From: Eric Watt Forste (arkuat@factory.net)
Date: Tue Sep 03 1996 - 18:39:15 MDT
At 4:47 PM 9/3/96, Dan Clemmensen wrote:
>My hope is that the SI will develop a "morality" that includes the
>active preservation of humanity, or (better) the uplifting of all
>humans, as a goal. I'm still trying to figure out how we (the
>extended transhumanist community) can further that goal.
I was going to write a long response to your assertion that "ab initio"
computation might serve the SI's purposes better than cooperating with
existing human institutions, but I'm feeling too lazy for that right now.
Instead, I'll just say that if I were serious about figuring out how to
further this goal, what I would do is carefully study Hayek's later works
(what I have in mind in particular are THE CONSTITUTION OF LIBERTY and the
3 vol. LAW, LEGISLATION, AND LIBERTY) and figure out how an SI would refute
them and show that it could actually accomplish its own goals more
effectively through "ab initio" computation than through using widespread
and inaccessible local information about resources it might need to use.

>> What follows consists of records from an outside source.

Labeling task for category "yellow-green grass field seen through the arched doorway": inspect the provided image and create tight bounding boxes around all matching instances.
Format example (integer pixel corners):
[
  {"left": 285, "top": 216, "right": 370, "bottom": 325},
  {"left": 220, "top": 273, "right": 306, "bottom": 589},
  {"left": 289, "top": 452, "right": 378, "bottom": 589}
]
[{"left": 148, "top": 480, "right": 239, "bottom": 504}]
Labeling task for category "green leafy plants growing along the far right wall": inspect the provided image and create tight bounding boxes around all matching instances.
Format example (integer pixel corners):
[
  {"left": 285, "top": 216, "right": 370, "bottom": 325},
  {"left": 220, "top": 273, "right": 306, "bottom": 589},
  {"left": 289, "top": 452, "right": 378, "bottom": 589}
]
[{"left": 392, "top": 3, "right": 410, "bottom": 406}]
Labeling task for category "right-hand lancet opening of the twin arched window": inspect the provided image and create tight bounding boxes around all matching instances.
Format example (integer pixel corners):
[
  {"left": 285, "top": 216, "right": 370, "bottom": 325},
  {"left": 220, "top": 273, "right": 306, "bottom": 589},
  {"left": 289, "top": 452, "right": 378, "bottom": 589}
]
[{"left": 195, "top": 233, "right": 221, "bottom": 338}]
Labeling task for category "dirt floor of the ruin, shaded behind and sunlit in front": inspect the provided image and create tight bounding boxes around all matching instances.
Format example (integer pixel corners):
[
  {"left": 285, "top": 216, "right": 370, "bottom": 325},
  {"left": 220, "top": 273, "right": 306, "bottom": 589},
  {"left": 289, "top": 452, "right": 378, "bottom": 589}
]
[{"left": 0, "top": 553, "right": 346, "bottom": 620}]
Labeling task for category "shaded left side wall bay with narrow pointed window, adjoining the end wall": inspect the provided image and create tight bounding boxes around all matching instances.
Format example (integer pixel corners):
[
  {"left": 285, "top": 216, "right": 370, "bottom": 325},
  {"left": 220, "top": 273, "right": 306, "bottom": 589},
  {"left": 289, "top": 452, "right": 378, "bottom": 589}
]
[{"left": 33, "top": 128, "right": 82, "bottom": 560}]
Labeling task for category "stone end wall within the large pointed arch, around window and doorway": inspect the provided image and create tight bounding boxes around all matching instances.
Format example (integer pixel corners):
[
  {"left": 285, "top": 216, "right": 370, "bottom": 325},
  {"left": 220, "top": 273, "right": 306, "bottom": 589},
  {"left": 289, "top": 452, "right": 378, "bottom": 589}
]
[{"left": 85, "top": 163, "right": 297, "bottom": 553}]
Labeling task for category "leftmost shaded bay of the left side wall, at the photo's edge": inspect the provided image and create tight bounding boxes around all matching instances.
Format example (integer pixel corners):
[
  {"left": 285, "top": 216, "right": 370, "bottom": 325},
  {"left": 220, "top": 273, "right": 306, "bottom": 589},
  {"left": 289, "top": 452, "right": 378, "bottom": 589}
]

It's possible than an SI could see a flaw in Hayek's arguments that I can't
see, but if this is a danger you're seriously worried about, we might
benefit from finding the flaws in Hayek's arguments before building the SI.

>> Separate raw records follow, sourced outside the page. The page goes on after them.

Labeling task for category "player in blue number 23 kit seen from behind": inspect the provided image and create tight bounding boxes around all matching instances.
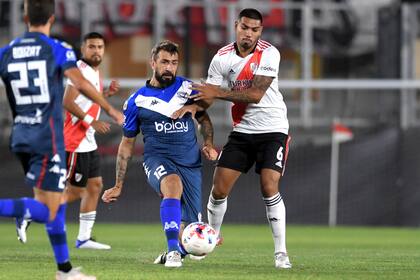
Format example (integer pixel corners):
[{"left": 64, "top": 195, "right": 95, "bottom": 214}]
[{"left": 0, "top": 0, "right": 123, "bottom": 279}]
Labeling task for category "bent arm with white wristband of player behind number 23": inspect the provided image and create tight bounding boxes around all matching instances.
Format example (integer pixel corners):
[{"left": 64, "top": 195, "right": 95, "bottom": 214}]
[{"left": 63, "top": 85, "right": 110, "bottom": 133}]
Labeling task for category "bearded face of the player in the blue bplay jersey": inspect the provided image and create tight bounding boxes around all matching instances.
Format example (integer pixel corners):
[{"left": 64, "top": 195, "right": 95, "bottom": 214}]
[{"left": 152, "top": 50, "right": 179, "bottom": 87}]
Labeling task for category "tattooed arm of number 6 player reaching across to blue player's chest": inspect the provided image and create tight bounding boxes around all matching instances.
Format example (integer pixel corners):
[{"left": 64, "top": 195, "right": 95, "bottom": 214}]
[{"left": 191, "top": 75, "right": 274, "bottom": 103}]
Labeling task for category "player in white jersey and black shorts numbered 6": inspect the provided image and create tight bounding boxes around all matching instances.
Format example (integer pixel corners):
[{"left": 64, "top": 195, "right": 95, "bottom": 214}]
[{"left": 185, "top": 9, "right": 292, "bottom": 268}]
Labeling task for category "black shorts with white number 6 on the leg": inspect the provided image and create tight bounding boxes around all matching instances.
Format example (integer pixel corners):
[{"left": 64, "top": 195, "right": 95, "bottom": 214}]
[{"left": 217, "top": 131, "right": 291, "bottom": 174}]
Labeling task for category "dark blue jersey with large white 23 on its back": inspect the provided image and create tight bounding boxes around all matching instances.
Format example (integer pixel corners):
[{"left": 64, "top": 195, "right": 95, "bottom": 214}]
[{"left": 0, "top": 32, "right": 77, "bottom": 154}]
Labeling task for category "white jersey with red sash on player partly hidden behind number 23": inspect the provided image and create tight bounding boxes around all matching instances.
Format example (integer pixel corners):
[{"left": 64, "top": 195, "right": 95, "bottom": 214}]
[{"left": 64, "top": 60, "right": 102, "bottom": 153}]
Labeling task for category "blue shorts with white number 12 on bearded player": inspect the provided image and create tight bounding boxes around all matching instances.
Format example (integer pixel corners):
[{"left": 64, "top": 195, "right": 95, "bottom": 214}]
[{"left": 143, "top": 156, "right": 201, "bottom": 223}]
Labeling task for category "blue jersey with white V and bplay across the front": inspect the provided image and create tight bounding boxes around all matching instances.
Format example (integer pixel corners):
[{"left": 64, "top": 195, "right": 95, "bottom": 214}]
[{"left": 123, "top": 77, "right": 201, "bottom": 167}]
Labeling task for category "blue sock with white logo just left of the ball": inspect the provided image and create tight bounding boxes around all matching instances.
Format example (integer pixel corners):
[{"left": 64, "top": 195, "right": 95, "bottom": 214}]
[{"left": 160, "top": 198, "right": 181, "bottom": 252}]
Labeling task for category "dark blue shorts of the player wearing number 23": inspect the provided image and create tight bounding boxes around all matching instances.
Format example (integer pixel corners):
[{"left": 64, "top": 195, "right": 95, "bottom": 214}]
[{"left": 16, "top": 151, "right": 66, "bottom": 192}]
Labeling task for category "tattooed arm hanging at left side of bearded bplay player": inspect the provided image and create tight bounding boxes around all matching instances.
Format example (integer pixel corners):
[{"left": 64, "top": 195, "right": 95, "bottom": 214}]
[{"left": 102, "top": 136, "right": 136, "bottom": 203}]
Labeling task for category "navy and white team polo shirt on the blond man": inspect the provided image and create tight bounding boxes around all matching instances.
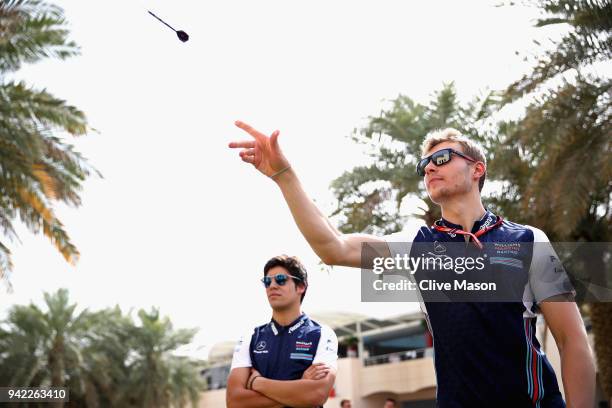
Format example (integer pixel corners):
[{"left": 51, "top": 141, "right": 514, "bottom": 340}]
[{"left": 385, "top": 211, "right": 573, "bottom": 408}]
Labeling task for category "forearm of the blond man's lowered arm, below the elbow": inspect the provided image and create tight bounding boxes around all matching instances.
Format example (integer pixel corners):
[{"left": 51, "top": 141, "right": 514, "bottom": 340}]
[{"left": 560, "top": 341, "right": 595, "bottom": 408}]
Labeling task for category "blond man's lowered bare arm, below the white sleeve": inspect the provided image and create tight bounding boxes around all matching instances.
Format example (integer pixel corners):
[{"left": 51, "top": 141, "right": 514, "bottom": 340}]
[{"left": 540, "top": 301, "right": 595, "bottom": 408}]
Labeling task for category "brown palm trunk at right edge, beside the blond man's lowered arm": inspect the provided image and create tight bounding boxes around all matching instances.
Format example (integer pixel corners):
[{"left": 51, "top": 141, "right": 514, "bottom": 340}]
[{"left": 590, "top": 302, "right": 612, "bottom": 400}]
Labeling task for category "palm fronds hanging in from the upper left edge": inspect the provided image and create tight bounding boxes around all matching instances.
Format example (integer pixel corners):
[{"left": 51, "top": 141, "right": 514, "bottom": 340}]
[{"left": 0, "top": 0, "right": 96, "bottom": 287}]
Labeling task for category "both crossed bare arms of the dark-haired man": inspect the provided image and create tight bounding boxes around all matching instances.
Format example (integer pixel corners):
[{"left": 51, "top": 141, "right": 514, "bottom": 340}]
[{"left": 226, "top": 363, "right": 336, "bottom": 408}]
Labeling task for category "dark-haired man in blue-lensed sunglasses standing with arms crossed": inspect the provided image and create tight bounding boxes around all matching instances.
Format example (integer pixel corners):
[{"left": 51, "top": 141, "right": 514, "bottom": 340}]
[{"left": 227, "top": 255, "right": 338, "bottom": 408}]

I know the titles of these books make them sound like they are about
history, political philosophy, and law (and they are), but from a slightly
different perspective, they are also books about computation and
epistemology. And they contain almost all the arguments that I personally
would use to persuade an SI to be cooperative rather than indifferent.
Consider that an SI, as such, can only compute. If it wants to *do*
something (and presumably if all it wanted to do was sit and compute, it
would present no threat to human beings), it would need to build a vast
network of sensorics and motorics. But instead of wasting time and
resources on this intermediary means-project, it could work directly toward
its ends by using the five billion sophisticated supercomputers (with their
attached sophisticated sensorics and motorics) that we call human beings.
It could also use the vast and inaccessible (except through the market)
database of local information about resources that might be useful toward
achieving its ends, but this information is lodged in human brains, and
there is no effective way to get *all* of it out in a useful way except
either (1) to use the market and its system of price signals or possibly
(2) uplift all human beings.
Since I'd like to see the SI only uplift *consenting* human beings, it
could use (2) on all the transhumanists, and use (1) (as Hayek would
recommend) on all the other, more conservative, human beings.